American College of Physicians: Internal Medicine — Doctors for Adults ®


Transitional care management services change in 2013

From the January ACP Internist, copyright 2013 by the American College of Physicians

By Debra Lansey

The 2013 Medicare physician fee schedule rule changes increase payments to internists by 4% to 5% over last year, an estimated total payment of more than $11 billion. The bulk of this increase (3%) comes from the new transitional care management codes.

Non-face-to-face transitional care management services are now being covered and reimbursed in certain circumstances. New Current Procedural Terminology (CPT) codes allow physicians to report their transitional care management services, including the non-face-to-face time they and their clinical staff spend on patient cases. Prior to Jan. 1, only the face-to-face portion of care was considered for reimbursement. (See this chart to compare differences in transition management codes between CPT coding and Medicare coding.)

Transitional care management services change in 2013

Several codes were under consideration for the 2013 Medicare fee schedule. Two of the codes, CPT codes 99495 and 99496, appear in the 2013 CPT book. These were described in detail in the November/December 2012 ACP Internist.

ACP and other specialty societies had long advocated this coding and payment enhancement. The result is a revolutionary acceptance of the continuum of care that exists for patients who were recently discharged from inpatient facilities.

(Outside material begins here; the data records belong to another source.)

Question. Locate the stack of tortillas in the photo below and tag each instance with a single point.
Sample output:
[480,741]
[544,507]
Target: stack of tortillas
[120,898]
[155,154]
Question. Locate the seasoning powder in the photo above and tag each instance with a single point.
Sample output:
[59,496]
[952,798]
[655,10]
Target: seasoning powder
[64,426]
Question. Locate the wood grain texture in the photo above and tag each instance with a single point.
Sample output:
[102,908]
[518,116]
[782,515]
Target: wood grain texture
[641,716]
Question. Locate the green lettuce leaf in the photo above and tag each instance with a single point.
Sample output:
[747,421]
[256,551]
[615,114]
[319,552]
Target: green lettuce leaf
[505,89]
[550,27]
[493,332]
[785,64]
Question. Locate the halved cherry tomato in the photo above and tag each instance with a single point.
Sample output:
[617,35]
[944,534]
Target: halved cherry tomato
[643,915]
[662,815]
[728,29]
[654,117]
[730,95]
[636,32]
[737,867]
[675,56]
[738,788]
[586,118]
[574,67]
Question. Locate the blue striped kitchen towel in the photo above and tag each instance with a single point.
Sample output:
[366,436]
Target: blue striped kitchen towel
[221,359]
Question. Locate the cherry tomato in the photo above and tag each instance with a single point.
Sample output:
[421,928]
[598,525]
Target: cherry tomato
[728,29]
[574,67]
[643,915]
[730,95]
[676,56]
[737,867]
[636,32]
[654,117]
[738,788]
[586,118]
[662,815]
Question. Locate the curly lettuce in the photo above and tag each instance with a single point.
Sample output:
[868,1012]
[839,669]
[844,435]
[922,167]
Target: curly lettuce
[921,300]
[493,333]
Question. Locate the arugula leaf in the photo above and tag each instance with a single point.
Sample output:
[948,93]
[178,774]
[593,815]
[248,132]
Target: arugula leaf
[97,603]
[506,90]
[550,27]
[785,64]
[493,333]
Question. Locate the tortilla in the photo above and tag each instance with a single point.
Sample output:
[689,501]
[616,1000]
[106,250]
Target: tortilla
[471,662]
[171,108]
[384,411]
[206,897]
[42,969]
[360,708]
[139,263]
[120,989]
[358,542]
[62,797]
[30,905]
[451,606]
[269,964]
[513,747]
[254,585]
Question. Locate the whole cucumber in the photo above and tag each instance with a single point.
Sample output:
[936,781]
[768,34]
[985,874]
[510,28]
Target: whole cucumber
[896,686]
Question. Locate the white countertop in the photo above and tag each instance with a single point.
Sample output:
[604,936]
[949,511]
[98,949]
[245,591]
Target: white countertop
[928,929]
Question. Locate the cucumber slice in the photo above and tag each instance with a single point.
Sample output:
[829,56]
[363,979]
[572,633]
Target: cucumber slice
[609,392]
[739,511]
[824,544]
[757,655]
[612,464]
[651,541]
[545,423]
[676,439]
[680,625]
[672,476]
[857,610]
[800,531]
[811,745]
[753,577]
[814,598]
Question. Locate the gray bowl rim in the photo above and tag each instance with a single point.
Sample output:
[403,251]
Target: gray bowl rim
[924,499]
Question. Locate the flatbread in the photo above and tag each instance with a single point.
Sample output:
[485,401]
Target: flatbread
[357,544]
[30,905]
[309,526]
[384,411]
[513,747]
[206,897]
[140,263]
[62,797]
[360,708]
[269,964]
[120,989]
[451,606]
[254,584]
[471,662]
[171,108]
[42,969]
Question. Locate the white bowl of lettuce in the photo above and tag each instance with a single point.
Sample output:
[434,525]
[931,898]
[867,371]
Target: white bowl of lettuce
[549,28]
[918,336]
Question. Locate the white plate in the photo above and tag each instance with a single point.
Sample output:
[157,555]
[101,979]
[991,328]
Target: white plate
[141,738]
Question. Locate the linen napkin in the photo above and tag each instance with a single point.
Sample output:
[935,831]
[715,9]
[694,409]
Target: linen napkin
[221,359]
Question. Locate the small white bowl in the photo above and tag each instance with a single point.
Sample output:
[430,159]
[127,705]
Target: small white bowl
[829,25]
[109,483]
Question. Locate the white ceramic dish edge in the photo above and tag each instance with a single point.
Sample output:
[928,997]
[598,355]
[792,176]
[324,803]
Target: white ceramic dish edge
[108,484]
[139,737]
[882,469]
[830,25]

Adding these services to the Medicare fee schedule is a critical move forward in the reimbursement of the cognitive services provided in primary care.

The 2013 fee schedule relative values for the new codes are:

  • 99495, transitional care management services with face-to-face visit within 14 days of discharge: 2.11 work Relative Value Units (RVUs)
  • 99496, transitional care management services with face-to-face visit within 7 days of discharge: 3.05 work RVUs

In the final rule, CMS adopted the CPT codes but implemented some modifications for use in the Medicare program. This means that physicians may have two sets of coding rules for the transition care management codes: the CPT rules and the CMS rules.

CMS officials believe that the adopted CPT transitional care management codes are defined broadly enough to incorporate treatment of chronic conditions, such as Alzheimer’s disease, diabetes and HIV, and the planning services involved in cancer survival after discharge.

However, CMS will consider adoption of the complex care coordination codes (99487-99489) developed by the CPT Editorial Board as it continues to explore payment for primary care services in future rulemaking. ACP will continue to advocate for coverage of these important services and will inform its members of any changes to related Medicare or other payer policies.